If you want to argue that the economy has been hobbled by Western sanctions, by the Kremlin’s prioritizing of military spending over everything else and by successful Ukrainian drone attacks on Russian oil refineries, you can find plenty of evidence to support your view.
However, if you want to highlight the Russian economy’s resilience by pointing to domestic businesses’ adaptability or consumers’ ability to substitute domestic copycats for imported products, your argument cannot be easily dismissed.
Illustration: Yusha
In fact, the Russian economy is not doing well. Sanctions have indeed hurt, and Ukrainian drone strikes really have caused disruptions.
Taking a long-term perspective, the economy is moving backward in many sectors, and the recently announced dramatic increase in war spending is clearly unsustainable in the long run.
At the same time, Russia is nowhere close to the economic “collapse” that many commentators predicted and hoped for, and if Putin continues with his war effort — as seems likely — the economy could turn out to be the least of his troubles.

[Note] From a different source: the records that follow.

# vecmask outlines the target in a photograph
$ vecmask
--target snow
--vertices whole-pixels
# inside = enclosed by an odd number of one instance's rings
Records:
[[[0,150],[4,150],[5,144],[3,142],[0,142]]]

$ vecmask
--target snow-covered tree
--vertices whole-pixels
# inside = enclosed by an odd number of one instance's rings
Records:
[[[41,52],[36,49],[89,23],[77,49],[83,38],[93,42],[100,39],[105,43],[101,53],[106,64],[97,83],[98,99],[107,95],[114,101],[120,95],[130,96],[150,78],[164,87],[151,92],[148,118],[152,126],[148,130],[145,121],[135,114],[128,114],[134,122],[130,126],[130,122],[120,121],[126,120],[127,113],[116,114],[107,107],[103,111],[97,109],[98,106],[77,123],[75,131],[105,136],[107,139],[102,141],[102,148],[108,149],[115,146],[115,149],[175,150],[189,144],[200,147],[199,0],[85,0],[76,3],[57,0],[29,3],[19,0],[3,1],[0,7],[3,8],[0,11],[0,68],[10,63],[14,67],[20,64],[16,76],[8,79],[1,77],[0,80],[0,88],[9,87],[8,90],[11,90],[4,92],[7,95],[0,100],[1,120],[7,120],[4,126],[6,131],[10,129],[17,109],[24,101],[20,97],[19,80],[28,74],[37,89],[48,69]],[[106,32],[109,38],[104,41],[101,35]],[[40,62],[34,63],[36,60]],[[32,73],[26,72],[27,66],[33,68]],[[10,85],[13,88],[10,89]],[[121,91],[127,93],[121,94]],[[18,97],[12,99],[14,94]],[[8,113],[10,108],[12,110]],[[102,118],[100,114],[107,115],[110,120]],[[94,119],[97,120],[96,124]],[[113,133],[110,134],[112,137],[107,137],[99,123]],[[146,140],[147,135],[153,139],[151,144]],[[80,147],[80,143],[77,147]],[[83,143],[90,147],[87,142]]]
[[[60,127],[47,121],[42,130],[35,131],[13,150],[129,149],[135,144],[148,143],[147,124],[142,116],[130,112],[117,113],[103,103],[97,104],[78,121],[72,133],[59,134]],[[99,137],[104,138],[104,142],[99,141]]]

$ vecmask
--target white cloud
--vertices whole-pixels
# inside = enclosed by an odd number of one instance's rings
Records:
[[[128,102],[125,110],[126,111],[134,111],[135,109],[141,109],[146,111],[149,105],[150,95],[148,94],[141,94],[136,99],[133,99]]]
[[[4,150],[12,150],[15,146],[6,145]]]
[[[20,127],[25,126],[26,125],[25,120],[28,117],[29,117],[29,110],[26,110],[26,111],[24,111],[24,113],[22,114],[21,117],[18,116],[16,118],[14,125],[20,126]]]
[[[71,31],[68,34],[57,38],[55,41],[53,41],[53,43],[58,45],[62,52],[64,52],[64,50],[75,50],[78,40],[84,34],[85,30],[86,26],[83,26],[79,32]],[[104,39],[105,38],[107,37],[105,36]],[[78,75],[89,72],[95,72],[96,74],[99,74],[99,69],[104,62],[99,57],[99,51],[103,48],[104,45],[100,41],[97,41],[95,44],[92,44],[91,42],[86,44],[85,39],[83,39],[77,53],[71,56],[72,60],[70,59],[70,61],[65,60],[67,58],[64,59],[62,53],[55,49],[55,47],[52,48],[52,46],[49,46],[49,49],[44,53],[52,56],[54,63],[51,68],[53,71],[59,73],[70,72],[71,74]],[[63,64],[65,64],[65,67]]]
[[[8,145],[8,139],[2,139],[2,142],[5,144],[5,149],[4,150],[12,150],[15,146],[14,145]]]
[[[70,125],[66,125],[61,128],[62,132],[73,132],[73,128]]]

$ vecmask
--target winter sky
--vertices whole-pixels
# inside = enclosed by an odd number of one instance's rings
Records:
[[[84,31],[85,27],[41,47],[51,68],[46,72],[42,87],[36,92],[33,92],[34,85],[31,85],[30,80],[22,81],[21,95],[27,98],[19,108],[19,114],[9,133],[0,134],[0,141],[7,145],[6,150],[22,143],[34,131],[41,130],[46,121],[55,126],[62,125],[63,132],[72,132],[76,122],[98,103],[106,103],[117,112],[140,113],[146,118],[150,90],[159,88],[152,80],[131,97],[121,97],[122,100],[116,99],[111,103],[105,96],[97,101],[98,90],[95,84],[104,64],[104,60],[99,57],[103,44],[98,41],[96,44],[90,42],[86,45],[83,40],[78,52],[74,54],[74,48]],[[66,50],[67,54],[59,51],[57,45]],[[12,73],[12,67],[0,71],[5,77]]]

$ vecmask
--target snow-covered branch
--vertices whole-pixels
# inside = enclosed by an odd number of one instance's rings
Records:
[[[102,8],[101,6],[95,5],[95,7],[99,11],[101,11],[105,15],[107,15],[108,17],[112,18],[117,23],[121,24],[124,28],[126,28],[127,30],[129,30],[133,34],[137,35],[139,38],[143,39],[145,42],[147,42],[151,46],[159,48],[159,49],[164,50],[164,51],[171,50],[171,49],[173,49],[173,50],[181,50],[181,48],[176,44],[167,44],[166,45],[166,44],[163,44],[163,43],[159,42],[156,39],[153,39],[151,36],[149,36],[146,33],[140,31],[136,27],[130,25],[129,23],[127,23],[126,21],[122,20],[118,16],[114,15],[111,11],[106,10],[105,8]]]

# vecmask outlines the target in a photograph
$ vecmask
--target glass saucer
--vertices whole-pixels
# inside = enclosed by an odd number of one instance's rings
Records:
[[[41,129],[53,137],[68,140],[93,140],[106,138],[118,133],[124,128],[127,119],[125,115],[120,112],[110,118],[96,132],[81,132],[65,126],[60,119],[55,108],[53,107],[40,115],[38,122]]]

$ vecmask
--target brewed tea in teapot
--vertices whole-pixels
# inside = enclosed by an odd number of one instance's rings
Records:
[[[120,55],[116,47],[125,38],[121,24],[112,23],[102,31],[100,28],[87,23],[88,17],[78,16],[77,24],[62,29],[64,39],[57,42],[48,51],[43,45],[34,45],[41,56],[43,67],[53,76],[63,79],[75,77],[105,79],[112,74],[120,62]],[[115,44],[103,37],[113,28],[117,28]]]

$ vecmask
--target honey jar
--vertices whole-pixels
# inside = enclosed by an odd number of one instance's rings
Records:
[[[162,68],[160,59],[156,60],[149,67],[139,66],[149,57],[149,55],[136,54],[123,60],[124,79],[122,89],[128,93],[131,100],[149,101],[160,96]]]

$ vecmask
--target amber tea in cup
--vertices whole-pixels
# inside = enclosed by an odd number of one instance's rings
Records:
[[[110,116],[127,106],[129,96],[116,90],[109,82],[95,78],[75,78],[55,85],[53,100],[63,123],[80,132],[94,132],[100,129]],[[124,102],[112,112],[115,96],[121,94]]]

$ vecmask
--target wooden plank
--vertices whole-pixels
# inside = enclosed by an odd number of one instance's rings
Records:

An economy in serious trouble would have high unemployment and high inflation. Yet in terms of jobs, the Russian economy is doing well, producing levels of employment unseen since Soviet times, when working was mandatory for able-bodied adults. There are two reasons for this: the war has killed or wounded hundreds of thousands of would-be workers and caused about one million more people to leave the country; and the government is spending massively on military production.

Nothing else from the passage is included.